This delimitation of the scope of the Data Act has, at least, two important implications.
First, data collected by Big Tech, digital platforms and Telcos (through smart phones) are out of the scope of this regulation and not subject to the accessibility requirements established in it. The data collected by these companies represents the largest chunk of the “data economy” and therefore the impact of this regulation is probably smaller than what some grandiose headlines may imply. The Data Act explicitly acknowledges this absence (section 36), arguing that these platforms (not Telcos) are regulated in the Regulation on contestable and fair markets in the digital sector, the Digital Markets Act. It does stipulate, however, that these gatekeepers cannot benefit from the accessibility requirements that the Data Act establishes for other businesses. In other words, businesses operating IoT products and services are obliged to give access to the data they generate to their users and certain third parties, but not if these users and third parties are a gatekeeper under the Digital Markets Act (since these gatekeepers do not need any help in accessing data and they already accumulate vast volumes of it).

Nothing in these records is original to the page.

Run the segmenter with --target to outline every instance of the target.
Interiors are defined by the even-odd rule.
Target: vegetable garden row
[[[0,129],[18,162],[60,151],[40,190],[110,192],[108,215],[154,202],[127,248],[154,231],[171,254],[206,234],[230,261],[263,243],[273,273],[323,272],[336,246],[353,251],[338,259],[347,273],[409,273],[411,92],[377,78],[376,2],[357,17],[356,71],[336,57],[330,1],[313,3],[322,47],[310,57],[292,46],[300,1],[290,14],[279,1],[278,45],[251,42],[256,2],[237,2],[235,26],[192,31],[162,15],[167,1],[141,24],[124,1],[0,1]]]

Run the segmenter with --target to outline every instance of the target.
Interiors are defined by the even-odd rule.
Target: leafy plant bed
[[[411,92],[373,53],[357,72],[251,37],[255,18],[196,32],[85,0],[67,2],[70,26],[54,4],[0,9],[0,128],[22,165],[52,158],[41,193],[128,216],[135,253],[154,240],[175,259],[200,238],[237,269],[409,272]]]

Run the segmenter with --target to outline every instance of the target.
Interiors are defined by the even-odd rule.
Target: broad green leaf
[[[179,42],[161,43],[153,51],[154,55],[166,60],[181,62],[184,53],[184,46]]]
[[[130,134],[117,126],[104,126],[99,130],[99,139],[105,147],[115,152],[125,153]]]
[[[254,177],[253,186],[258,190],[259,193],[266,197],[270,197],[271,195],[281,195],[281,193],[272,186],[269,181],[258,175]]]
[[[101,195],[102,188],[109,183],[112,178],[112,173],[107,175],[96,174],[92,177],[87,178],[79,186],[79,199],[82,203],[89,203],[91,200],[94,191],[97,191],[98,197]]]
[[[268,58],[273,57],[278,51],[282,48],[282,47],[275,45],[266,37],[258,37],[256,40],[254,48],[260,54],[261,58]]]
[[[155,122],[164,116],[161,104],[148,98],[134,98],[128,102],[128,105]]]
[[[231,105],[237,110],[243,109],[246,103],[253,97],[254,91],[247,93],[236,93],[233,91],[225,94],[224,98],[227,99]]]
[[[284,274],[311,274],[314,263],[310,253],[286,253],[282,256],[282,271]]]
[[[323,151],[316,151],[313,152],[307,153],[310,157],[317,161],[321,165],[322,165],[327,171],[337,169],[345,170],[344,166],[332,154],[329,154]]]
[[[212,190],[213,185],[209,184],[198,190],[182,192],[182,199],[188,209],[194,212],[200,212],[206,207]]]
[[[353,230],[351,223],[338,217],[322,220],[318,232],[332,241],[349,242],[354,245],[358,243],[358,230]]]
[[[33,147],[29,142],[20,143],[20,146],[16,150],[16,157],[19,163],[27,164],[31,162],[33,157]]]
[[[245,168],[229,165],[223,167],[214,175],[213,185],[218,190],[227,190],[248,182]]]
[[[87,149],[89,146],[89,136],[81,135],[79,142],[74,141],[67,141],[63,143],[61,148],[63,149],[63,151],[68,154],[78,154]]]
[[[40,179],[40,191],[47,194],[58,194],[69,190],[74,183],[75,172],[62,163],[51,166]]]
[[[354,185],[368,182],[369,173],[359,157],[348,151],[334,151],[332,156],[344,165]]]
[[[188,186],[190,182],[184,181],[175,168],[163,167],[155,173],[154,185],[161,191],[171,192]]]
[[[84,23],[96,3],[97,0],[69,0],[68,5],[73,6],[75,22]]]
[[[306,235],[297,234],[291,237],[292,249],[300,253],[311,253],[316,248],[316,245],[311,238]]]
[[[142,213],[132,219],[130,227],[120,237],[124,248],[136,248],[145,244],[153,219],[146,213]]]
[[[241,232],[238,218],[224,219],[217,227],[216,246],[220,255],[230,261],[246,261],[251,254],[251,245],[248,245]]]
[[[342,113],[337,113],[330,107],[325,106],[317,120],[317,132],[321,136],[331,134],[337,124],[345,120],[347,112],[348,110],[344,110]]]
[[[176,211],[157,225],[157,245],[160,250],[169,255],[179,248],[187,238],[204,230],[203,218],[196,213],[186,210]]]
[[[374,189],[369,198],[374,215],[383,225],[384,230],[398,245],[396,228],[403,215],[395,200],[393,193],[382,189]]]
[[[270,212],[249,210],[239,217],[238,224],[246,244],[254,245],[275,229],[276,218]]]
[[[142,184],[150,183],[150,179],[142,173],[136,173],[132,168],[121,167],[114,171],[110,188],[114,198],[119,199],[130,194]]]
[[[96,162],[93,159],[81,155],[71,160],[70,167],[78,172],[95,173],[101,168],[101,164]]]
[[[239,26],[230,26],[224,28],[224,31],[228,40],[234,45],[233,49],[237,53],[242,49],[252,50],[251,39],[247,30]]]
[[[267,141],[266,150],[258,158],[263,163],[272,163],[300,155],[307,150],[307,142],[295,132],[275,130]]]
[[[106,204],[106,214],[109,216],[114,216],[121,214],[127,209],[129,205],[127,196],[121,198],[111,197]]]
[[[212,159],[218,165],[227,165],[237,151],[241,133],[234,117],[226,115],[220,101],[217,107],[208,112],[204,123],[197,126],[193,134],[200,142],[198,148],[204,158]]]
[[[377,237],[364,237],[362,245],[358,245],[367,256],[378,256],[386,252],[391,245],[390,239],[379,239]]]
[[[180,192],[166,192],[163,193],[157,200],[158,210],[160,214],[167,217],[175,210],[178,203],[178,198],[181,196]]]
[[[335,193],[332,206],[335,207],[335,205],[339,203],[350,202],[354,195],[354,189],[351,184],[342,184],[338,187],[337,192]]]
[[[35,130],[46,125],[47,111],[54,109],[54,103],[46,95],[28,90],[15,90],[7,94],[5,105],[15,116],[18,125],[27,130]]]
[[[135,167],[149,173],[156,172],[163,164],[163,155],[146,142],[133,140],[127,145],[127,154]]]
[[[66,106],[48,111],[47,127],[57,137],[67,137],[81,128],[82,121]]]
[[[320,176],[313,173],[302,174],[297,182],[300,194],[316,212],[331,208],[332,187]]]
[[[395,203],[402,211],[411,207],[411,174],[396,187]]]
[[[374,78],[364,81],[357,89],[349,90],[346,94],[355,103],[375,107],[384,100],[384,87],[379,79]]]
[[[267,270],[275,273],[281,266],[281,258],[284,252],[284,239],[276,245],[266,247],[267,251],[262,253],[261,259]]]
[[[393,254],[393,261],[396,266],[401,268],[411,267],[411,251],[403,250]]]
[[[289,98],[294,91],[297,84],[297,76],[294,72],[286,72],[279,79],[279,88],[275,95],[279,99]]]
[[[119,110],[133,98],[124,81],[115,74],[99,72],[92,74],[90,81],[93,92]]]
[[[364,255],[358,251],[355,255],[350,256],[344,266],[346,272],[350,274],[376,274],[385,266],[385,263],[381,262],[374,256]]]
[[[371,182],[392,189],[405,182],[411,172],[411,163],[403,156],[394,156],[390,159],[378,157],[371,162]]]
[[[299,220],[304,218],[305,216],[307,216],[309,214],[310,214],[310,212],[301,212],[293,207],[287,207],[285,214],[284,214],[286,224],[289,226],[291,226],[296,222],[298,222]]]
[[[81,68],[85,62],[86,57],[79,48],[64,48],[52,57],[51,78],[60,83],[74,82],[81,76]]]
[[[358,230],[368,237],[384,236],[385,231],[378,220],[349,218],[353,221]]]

The second implication is that the Data Act is important for cities. A large part of the data generated in cities comes from sensors and other smart city devices, which are within the scope of the Act. Users and third parties can request the data generated from their use of sensors, for example. This may unlock a large part of the data generated in cities and make it available for other businesses to develop innovative products and services leveraging that data. True, the data generated in platforms, such as AirBnB, seem to remain out of the scope of the Act. The case of data from ride-sharing and micro-mobility services is less clear. If the data is understood as generated in the platform or in the smart phone, it will not be covered by the Data Act, but if it is interpreted that the data is generated by the vehicles (i.e. a shared scooter), then the mobility data created by these companies is subject to the Act, and therefore these companies are obliged to make the data accessible to their users and to share it with third parties under certain circumstances.
This does not directly impact the ability of city governments to access this coveted data, which has often been identified as a necessary tool for city governments’ to be able to regulate these services and to make policy decisions in a more informed manner. The Data Act establishes that only in exceptional situations can public entities demand access to this data. Apparently, however, there could be ways to bypass that, for example, if a user demands from a data holder that they share the data with a third party of their choosing (allowed under Article 5 of the Data Act) and if this third party is a public entity. That seems to be possible under the current terms of the Data Act.
It is too early to say whether the Data Act will truly foster the access and use of data by startups and small and medium enterprises, generating a more thriving market for data-related products and innovations. This will largely depend on whether the implementation of the Act truly makes it easier for such parties to access data in the time and format that they need to design such new products and services, while not making it too burdensome (in costs, time, as well as potential losses of competitive advantage and return on investment) for data holders to make that data accessible. What seems clear, however, is that Big Tech and Telcos will not be highly impacted by this regulation, and that city governments, by contrast, should pay attention to the details of the regulation and its implementation, since it may open interesting avenues for greater access to data, with a potential positive impact on public value through (i) increased ability to make policy decisions based on newly accessed granular and real-time data, and (ii) more accessible data, generating a new market for innovations on top of that data infrastructure.